Published: July 30, 2007
But what has not been fully appreciated is the effect that a brand can have on the marketer. Marketers are also motivated by brands with meaning. And when a brand is more than just a bunch of products to consume but rather a source of positive change in the world at large, it can unleash marketers’ passions, inspirations and imaginations.
Evolutionary scientists recently have come to a startling conclusion: We human beings have an innate desire to believe in something greater than ourselves. As a recent article in The New York Times Magazine, “Evolution and Religion — Darwin’s God” notes, while the experts don’t always agree as to the reasons, the desire to believe is “an outgrowth of brain architecture that evolved during early human history.” In other words, we are preprogrammed to want to believe in something larger than ourselves, be it a higher power, a philosophy of life or a greater cause.
Actions and beliefs
Yale anthropologist David Graeber, analyzing contemporary American culture, discusses this inherent desire to believe in something greater than ourselves in a recent paper titled “Army of Altruists.” He adds that not only do we all have a need to believe, but we all have the need to act on it, to “do good in the world.”
This desire to dedicate ourselves to something greater has now become part of the zeitgeist. Bill Gates’ and Warren Buffet’s creation of the biggest charitable foundation in the world turned them from nerdy brainiacs into enlightened leaders; Al Gore’s critically acclaimed hit, “An Inconvenient Truth,” transformed a has-been politician into a hip celebrity; and Bono’s campaign for debt reduction in the Third World has reputedly put him on the shortlist for the Nobel Peace Prize.
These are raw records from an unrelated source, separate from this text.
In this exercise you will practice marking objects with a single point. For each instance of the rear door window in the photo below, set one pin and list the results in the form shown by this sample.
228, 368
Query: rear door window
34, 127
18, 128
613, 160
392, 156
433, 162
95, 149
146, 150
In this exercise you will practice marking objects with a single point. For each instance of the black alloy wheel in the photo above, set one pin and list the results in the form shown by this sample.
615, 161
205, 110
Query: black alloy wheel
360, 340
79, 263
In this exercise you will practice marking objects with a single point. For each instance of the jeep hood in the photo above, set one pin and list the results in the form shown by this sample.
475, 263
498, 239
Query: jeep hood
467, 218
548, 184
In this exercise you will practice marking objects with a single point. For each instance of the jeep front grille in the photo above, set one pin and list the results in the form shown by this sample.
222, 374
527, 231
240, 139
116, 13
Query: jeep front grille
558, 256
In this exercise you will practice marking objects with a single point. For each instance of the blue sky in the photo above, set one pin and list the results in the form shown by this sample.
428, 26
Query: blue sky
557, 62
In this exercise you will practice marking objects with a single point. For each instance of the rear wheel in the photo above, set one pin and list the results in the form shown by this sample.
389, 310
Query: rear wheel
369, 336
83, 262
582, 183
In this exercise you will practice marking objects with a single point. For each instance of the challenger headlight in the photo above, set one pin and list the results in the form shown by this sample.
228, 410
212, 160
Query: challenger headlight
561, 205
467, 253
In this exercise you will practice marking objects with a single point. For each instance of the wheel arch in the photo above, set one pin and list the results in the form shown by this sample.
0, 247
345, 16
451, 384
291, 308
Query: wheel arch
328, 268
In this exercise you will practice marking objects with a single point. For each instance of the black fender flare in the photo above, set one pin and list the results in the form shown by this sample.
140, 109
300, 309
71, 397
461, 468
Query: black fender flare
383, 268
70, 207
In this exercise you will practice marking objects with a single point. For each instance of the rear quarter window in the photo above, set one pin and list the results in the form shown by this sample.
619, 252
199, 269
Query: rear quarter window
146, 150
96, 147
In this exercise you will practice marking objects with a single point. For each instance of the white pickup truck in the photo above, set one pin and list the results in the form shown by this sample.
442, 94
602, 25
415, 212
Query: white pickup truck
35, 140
What does this mean for companies and their employees? Marketers, like everyone else, want — need — to believe in what they’re doing.
On a mission
As many brand managers will tell you, a compelling brand mission can unify processes, strategies and programs within organizations. But marketers also have more energy — even passion — for what they’re doing, they collaborate better and they become more effective sales agents to both their internal and external audiences.
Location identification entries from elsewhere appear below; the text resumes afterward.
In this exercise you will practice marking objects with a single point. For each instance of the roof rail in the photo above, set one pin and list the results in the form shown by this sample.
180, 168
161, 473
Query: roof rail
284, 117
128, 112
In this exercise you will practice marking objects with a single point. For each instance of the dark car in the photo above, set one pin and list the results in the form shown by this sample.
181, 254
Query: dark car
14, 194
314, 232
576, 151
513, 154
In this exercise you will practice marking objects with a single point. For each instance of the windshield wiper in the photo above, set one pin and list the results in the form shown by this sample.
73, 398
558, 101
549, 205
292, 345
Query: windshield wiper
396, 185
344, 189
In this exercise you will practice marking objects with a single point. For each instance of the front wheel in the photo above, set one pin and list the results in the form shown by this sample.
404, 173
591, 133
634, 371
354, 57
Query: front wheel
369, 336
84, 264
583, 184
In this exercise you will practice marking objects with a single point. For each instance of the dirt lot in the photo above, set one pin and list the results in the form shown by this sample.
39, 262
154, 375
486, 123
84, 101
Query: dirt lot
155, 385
Even more important, belief in something greater than ourselves fuels inspiration, creativity and artistic expression.
Thomas Maschio, a social anthropologist who integrates his classical anthropological training with primary consumer research to solve today’s marketing challenges for clients such as Unilever, Johnson & Johnson and Merck, notes that since the beginning of time “belief systems and religions have inspired the greatest examples of poetry, art, music, science and architecture.”
Consumers will follow
I’ve seen this phenomenon first-hand, creating brand visions with companies including Philips and Unilever. In its search for a compelling brand vision, Philips noticed that historically the company had often created products that are easy and intuitive to use so that people get what they really need and want from technology. Reflecting on this, Philips realized that, fundamentally, they believe technology shouldn’t be about the “wow factor” but about enabling people to actually live better. Their mission, or fight, then, was to give people all the benefits of technology … simply. Not only did Philips fully embrace this new purpose in their communications (their tagline is “Sense and Simplicity”), they now use it as the guide for future product development. In January 2005, Philips developed an exploratory design project, called Next Simplicity, culminating in an exhibit in Paris and London, which showcased a host of new and exciting products based on this notion of simple-yet-meaningful technology.
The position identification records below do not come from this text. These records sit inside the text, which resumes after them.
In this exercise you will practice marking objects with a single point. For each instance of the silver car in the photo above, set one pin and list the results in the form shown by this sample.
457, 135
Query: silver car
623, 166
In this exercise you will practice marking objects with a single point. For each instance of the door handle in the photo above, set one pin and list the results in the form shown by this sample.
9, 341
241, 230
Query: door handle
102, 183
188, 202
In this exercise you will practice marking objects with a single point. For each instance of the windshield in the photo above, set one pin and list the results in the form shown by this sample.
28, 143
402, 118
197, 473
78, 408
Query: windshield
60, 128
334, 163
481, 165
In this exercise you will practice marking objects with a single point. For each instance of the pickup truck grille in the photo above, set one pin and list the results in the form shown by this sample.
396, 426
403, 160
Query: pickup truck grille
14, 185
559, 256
When looking to reposition its brand, Lipton, meanwhile, realized that the world wasn’t taking advantage of all that tea could offer. Tea is full of health benefits, but for years people either didn’t realize this or just didn’t regard tea as an everyday beverage. With its “Lipton Institute of Tea,” its accessible price point and its trusted brand image, Lipton felt it could change all that. Lipton challenged itself to help people live healthier, better lives by bringing tea and all of its health benefits to everyone. This mission inspired a slew of innovations that harness these benefits in different ways, such as freshly brewed iced tea, pyramid teas and red tea.
And when you believe strongly in your mission, consumers follow. Philips moved up 12 points in last year’s InterBrand Global Brand Scorecard survey, which measures how consumers perceive global brands. In the case of Lipton, consumers around the world have responded with both their minds and wallets. Not only did brand image scores rise in key measures like contemporary and healthy, but, in the U.S. alone, Lipton grew 20% after its relaunch, two times the rate of the category. What’s more, a beneficial cycle is born. Company leaders inspire their employees, who in turn inspire their consumers, whose passion then refuels the belief the leaders have in the brand’s purpose, and so on.
Science now proves what brand strategists always sensed: We human beings have a fundamental need to believe in and act upon something greater than ourselves. Let’s realize the significance of this discovery and impress upon ourselves and our colleagues that a brand is a belief system, and that finding its greater purpose will motivate us to dedicate not just our brains, or even our hearts, but our souls.
As history and today’s best-in-class companies show, dedication of this type is the wellspring of passion, inspiration and creativity.
Want greater rewards? Impart your brand with greater meaning.